Ja, hier kann man wirklich große Augen machen. Die 33-jährige Berlinerin Albertine Sarges veröffentlicht über das britische Indielabel Mosh...

Albertine Sarges - The Sticky Fingers



Ja, hier kann man wirklich große Augen machen.
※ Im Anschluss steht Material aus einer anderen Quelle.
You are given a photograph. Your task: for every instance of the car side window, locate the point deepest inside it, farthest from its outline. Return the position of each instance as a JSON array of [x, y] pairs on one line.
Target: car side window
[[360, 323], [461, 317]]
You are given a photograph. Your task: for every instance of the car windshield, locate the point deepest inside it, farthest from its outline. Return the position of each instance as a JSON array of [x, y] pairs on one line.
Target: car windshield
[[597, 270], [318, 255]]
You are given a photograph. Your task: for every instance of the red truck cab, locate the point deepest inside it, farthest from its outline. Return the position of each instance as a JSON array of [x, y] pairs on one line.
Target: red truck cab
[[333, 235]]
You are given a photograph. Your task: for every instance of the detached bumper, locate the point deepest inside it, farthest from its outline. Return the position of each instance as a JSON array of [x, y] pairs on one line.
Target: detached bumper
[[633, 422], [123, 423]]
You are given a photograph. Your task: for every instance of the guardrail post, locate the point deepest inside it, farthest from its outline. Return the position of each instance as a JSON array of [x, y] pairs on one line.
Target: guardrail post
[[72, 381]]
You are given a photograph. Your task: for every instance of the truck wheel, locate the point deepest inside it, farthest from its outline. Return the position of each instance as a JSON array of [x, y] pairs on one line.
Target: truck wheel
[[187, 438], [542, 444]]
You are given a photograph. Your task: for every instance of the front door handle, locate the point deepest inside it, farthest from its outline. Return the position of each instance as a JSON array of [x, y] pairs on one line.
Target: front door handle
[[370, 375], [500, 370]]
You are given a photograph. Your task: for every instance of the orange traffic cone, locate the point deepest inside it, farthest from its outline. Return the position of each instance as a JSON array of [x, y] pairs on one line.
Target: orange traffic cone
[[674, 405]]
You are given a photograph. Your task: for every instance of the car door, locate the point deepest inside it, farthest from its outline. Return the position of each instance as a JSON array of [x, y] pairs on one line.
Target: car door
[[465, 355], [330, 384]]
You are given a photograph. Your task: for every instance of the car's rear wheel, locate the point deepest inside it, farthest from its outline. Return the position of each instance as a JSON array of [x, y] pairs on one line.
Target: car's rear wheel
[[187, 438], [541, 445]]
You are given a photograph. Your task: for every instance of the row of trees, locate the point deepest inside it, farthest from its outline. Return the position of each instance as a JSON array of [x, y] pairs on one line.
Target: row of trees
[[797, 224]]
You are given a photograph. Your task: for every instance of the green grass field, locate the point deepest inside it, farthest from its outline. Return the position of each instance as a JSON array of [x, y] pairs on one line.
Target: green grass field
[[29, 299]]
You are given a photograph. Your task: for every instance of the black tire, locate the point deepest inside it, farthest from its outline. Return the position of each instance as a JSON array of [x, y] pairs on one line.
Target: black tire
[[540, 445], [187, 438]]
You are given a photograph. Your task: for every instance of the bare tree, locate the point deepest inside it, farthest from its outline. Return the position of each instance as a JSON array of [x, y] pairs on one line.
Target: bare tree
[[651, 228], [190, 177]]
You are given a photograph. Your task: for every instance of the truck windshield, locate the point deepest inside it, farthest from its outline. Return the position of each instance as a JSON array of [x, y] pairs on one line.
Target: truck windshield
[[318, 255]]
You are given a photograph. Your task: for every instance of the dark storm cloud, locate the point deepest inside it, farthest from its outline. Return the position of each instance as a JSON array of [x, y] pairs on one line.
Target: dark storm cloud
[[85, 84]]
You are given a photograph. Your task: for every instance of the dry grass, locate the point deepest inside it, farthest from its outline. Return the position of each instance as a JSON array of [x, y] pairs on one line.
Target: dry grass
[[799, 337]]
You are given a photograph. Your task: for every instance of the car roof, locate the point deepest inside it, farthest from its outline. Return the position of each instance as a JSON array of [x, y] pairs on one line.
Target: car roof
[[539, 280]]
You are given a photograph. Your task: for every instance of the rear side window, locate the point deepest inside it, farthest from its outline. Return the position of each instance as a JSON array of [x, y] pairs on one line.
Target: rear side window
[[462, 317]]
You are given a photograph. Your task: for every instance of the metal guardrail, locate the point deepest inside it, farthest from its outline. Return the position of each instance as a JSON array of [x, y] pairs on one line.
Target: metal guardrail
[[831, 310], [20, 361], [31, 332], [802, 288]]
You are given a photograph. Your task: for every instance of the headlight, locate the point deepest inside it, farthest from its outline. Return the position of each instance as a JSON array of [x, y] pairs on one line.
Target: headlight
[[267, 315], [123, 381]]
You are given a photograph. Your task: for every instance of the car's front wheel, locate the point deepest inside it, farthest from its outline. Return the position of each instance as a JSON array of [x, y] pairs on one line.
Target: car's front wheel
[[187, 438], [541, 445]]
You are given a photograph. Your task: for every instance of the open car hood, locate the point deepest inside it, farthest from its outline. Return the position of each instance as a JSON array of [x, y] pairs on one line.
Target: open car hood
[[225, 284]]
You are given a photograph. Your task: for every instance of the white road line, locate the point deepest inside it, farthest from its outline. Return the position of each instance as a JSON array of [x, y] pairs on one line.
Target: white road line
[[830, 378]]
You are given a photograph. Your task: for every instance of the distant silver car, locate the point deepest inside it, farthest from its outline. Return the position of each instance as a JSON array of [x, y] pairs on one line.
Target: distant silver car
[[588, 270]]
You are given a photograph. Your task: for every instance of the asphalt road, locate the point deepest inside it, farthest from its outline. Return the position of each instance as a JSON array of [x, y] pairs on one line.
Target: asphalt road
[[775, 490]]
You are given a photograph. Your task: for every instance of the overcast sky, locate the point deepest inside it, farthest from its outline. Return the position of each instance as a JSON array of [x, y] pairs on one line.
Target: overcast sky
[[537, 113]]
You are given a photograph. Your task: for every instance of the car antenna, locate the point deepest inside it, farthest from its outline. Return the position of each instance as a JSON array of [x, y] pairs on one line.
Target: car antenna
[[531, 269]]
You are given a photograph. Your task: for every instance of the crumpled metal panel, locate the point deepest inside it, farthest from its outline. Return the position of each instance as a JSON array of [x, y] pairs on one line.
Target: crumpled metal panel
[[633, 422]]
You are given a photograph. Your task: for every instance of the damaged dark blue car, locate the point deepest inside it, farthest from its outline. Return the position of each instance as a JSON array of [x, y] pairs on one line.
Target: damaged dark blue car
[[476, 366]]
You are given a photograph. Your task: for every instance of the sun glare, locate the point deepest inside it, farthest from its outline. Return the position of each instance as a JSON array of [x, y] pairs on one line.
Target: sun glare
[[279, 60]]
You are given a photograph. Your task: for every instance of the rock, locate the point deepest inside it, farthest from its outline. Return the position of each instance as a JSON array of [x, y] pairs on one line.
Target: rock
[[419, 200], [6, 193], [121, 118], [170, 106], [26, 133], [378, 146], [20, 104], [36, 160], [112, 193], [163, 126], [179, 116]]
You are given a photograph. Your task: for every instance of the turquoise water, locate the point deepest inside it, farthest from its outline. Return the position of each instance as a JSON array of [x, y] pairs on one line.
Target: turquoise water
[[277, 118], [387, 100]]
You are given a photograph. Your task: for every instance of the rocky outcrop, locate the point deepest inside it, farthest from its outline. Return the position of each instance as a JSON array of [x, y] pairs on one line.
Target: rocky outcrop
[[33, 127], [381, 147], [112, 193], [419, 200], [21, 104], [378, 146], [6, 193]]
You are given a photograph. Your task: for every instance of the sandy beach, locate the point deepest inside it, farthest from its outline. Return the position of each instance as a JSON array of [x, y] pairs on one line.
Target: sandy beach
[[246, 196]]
Die 33-jährige Berlinerin Albertine Sarges veröffentlicht über das britische Indielabel Moshi Moshi ihr Debütalbum, dem es irgendwie gelingt, eingängigen Indiepop, Funk & Groove, Spoken Word-artige Texte zu Themen wie feministische Theorie, Bisexualität, Gender-Stereotypen sowie mentale Gesundheit, Querflöten-Exkurse und Vokal-Akrobatik, ihre Begeisterung für den New Wave von The B-52’s bis Talking Heads und unvermittelt einen Song mit deutschem Text unter einen Hut zu bringen. 

The Sticky Fingers“ bietet insgesamt 8 Songs in 36 Minuten und bei dieser stilistischen Vielfalt und dem ständigen Auf und Ab und Richtungswechsel sind der erste („Free Today“) und letzte Song („Roller Coaster“) wahrlich gut gewählt.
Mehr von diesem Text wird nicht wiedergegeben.